第2話 招待

 しばらく走ると、少女は、小さな神社の境内へと入っていった。

 巨大な石の街に突如現れたその神社は、背の高い木々に覆われて静かな威圧感に満ちている。


「ああ、ここは落ち付くでござるなぁ」


 上がった息を整えている少女を横目で見ながら、時宗はなつかしそうに周囲を見回す。

 しばらくして落ちついてきた少女は、時宗の方へ向き直った。


「助けて下さって、ありがとうございました」

「いや、なんだか騒ぎを大きくしてしまい、すまなかったでござる」

「いいえ、ほんとにありがとうございます。 私は白田知世と言います」

「拙者は、黒田時宗と申します」


 時宗は礼を述べながら何度も頭を下げる知世を右手で軽く制しながら、ゆっくりと本殿の方へ歩き始める。

 知世はその後を付いていく。


「これからお仕事ですか?」

「いえいえ、これから探すつもりでござるよ」


 笑いながら時宗は境内の軒先に腰を掛ける。にぎやかだった街の喧騒は遠く、あたりは驚くほど静かだ。

 知世も並んで腰を掛ける。


「この近くに剣道場はござらぬか? 拙者は剣を教えて生計を立てたいと……」

「ええっ! 実はうちで剣道を教えてまして、父が道場主なんですよ!」


 知世は驚いて、話している最中の時宗に割り込んだ。あの剣さばきは確かに尋常ではない。父の腕前を遙かにしのぐことだろう。知世は道場での父の姿を思い浮かべた。
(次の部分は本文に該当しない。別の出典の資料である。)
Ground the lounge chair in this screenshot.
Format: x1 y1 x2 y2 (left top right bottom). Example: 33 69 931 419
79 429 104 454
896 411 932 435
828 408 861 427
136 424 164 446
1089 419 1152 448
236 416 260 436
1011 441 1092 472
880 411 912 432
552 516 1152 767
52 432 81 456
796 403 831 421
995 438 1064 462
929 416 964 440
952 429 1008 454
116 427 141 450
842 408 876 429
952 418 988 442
「そうでござったか。 もしよろしければ父上からどこか剣道場をご紹介願いたいのだが」

「ええもちろん!」

「それは助かりまする。 今日は遅いので、明日の朝にここへ来て頂けるでござるか?」

「もちろん来ますけど、これから家に帰られるんですか? それともどこかに泊まられているんですか?」


 時宗は、困ったような笑顔を浮かべ、座っている軒先の床を指さす。


「えっ?! ここに泊まるつもりなんですか?」

「今は先立つものがなく、面目ないのでござるが……」

「それなら、是非うちに来て下さい。 助けて頂いたお礼もしたいですし」


「いやいや、ご迷惑をおかけするのも……」

「是非、来て下さい! いいから、ちょっと待ってて下さいね」


 知世は、またも話している時宗を遮ると、鞄から小さな板を取り出してその表面を撫ではじめた。そしてその板を耳に当てると、今日の出来事やこれから連れて行くことなどを板に向かってひとしきり話した。


「さあ、いきましょう。 電車で30分ぐらいですよ」

「電車……でござるか?」


 スマホという魔法の板に驚いていた時宗は、それから自動改札という魔法の扉や、長々と連結された巨大な鉄の乗り物に度肝を抜かれながら、なんとか知世の家にたどり着いたのだった。



「ただいま~ 連れてきたよ~」

 知世がピンポンとおかしな音の出る箱に話しかけると、木の家に模した珍妙な屋敷の扉が開き、妙齢の女性が出てきた。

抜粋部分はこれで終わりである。